Final answer:
The RHS of the Einstein field equations cannot take the form Tμν plus some coefficient multiplied with g_μνT because it violates the principle of covariant conservation. In the specific example T_μν + g_μνT/4, the coefficient κ can be related to the gravitational constant G and the speed of light c by κ = 16πG/c⁴ in the Newtonian limit of general relativity.
Step-by-step explanation:
The reason the RHS of the Einstein field equations cannot take the form Tμν + some coefficient multiplied with g_μνT is because it violates the principle of covariant conservation. In general relativity, the RHS of the field equations represents the energy-momentum tensor Tμν, which describes the distribution of matter and energy in spacetime. The way Tμν is defined, it is already covariantly conserved, meaning its divergence is zero. If we were to add a coefficient multiplied by g_μνT to the RHS, its divergence would no longer be zero and covariant conservation would be violated.

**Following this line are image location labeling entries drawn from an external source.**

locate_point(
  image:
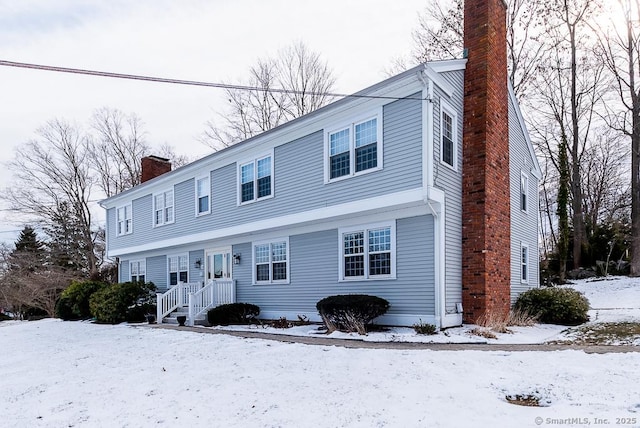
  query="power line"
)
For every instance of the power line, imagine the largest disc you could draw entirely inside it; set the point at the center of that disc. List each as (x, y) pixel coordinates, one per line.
(186, 82)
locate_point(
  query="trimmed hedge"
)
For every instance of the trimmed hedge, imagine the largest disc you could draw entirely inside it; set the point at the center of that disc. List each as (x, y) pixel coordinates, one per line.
(73, 303)
(127, 301)
(554, 305)
(233, 313)
(351, 312)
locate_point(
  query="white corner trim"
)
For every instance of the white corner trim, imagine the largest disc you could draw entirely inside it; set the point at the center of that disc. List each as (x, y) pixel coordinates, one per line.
(404, 199)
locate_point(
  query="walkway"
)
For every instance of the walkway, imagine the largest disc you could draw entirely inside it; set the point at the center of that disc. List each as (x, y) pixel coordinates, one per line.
(352, 343)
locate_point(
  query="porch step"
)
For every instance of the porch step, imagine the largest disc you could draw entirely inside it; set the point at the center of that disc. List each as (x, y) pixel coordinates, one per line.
(172, 318)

Regarding the specific example T_μν + g_μνT/4, this is known as the perfect fluid form of the energy-momentum tensor, where T is the trace of the energy-momentum tensor. In the Newtonian limit of general relativity, where the effects of gravity are weak and velocities are much smaller than the speed of light, the coefficient κ can indeed be related to the gravitational constant G and the speed of light c by κ = 16πG/c⁴.